Да ведь как, господа, как рацею читал! «Нет, говорит, вы мне скажите, что после этого думать о людях, Осип Михайлыч?» Что, думаю, думать! Знаете, и в горле заскребло, и голосенко дрожит, ну уж предчувствую свой скверный норов и схватился за шляпу…
– Куда ж вы, Осип Михайлыч? Неужели накануне такого дня… Неужели вы и теперь злопамятствуете; чем я против вас согрешил?…
– Федосей Николаич, говорю, Федосей Николаич! Ну, то есть растаял, господа, как мокрый сахар-медович, растаял. Куда! и пакет, что в кармане лежит с государственными, и тот словно тоже кричит: неблагодарный ты, разбойник, тать окаянный, – словно пять пудов в нем, так тянет… (А если б и взаправду в нем пять пудов было!…)
– Вижу, – говорит Федосей Николаич, – вижу ваше раскаяние… вы, знаете, завтра…
– Марии Египетские-с… [3]
– Ну, не плачь, – говорит Федосей Николаич, – полно: согрешил и покаялся! пойдем! Может быть, удастся мне возвратить, говорит, вас опять на путь истинный… Может быть, скромные пенаты мои (именно, помню, пенаты, так и выразился, разбойник) согреют, говорит, опять ваше очерств… не скажу очерствелое, – заблудшее сердце…
Взял он меня, господа, за руку и повел к домочадцам.

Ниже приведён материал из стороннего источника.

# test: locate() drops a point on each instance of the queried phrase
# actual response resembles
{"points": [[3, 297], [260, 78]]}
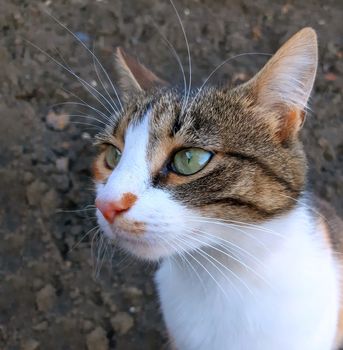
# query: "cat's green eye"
{"points": [[190, 160], [112, 156]]}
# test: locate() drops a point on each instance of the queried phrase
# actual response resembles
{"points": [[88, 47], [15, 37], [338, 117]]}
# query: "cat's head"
{"points": [[168, 165]]}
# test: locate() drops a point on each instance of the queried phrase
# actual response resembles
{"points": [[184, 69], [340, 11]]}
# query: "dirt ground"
{"points": [[51, 296]]}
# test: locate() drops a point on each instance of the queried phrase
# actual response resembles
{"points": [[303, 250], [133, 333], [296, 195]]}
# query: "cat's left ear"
{"points": [[134, 77], [284, 84]]}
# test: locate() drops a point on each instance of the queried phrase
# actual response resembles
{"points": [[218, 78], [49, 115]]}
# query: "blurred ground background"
{"points": [[49, 296]]}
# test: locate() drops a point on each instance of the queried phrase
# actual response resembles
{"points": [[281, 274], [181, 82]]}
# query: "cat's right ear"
{"points": [[133, 76]]}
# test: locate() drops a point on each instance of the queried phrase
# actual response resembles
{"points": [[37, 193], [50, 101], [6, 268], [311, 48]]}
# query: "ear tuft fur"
{"points": [[134, 76], [288, 77]]}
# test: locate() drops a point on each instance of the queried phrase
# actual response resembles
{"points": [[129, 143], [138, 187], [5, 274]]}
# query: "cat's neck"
{"points": [[244, 254]]}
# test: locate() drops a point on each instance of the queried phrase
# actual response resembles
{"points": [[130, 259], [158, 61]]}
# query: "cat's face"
{"points": [[168, 167]]}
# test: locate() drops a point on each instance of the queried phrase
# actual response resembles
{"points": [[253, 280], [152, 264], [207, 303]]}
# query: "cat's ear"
{"points": [[284, 84], [133, 75]]}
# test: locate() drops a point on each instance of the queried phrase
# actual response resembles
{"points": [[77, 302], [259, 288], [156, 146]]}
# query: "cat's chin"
{"points": [[139, 247], [143, 249]]}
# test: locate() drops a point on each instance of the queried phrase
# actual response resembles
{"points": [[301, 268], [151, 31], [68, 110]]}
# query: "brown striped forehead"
{"points": [[250, 175]]}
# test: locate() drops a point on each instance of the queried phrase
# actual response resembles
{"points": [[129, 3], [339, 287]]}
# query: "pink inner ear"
{"points": [[135, 74]]}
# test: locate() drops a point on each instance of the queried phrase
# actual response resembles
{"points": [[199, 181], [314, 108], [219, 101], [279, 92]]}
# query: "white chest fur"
{"points": [[290, 301]]}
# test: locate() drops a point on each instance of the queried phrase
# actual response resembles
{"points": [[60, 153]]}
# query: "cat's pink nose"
{"points": [[110, 209]]}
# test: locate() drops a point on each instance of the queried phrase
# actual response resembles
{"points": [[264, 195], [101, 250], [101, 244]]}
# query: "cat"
{"points": [[211, 184]]}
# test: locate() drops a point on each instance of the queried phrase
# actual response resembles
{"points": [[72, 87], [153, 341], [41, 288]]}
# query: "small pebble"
{"points": [[122, 322]]}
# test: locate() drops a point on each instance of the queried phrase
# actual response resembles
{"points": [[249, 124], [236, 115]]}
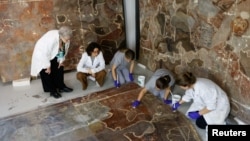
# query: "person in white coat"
{"points": [[47, 60], [91, 65], [210, 103]]}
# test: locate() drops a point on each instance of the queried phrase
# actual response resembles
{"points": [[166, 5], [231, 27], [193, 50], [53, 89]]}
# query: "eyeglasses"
{"points": [[96, 51], [65, 40]]}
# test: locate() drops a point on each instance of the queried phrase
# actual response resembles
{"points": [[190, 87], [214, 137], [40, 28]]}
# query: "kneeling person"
{"points": [[160, 85]]}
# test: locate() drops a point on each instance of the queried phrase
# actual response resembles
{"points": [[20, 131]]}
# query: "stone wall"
{"points": [[23, 22], [208, 37]]}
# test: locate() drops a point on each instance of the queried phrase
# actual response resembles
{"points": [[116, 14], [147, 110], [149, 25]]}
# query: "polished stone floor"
{"points": [[97, 114]]}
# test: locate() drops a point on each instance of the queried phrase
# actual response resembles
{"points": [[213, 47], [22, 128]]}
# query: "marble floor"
{"points": [[15, 101]]}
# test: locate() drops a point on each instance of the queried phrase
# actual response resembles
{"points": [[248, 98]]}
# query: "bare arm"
{"points": [[141, 94], [167, 93], [113, 70], [204, 111]]}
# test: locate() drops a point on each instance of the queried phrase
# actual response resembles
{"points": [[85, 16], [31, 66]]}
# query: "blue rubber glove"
{"points": [[166, 101], [117, 84], [136, 103], [194, 115], [131, 77], [175, 106]]}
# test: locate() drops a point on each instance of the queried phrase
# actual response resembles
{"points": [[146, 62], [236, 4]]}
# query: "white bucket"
{"points": [[141, 80], [175, 98]]}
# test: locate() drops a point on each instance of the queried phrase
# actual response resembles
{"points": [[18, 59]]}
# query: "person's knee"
{"points": [[80, 75]]}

Мне спину морозом прохватывает; дрожу! думаю, с какими глазами предстану я… А нужно вам знать, господа… как бы сказать, здесь выходило одно щекотливое дельце!
– Уж не госпожа ли Ползункова?
– Марья Федосеевна-с, – только не суждено, знать, ей было быть такой госпожой, какой вы ее называете, не дождалась такой чести! Оно, видите, Федосей-то Николаич был и прав, говоря, что в доме-то я почти сыном считался. Оно и было так назад тому полгода, когда еще был жив один юнкер в отставке Михайло Максимыч Двигайлов по прозвищу. Только он волею божию помре, а завещание-то совершить всё в долгий ящик откладывал; оно и вышло так, что ни в каком ящике его не отыскали потом…
– Ух!!!
– Ну ничего, нечего делать, господа, простите, обмолвился, – каламбурчик-то плох, да это бы еще ничего, что он плох, – штука-то была еще плоше, когда я остался, так сказать, с нулем в перспективе, потому что юнкер-то в отставке – хоть меня в дом к нему и не пускали (на большую ногу жил, затем что были руки длинны!), – а тоже, может быть не ошибкой, родным сыном считал.
– Ага!!
– Да-с, оно вот как-с! Ну, и стали мне носы показывать у Федосея Николаича. Я замечал-замечал, крепился-крепился, а тут вдруг, на беду мою (а может, и к счастью!), как снег на голову ремонтер наскакал на наш городишко.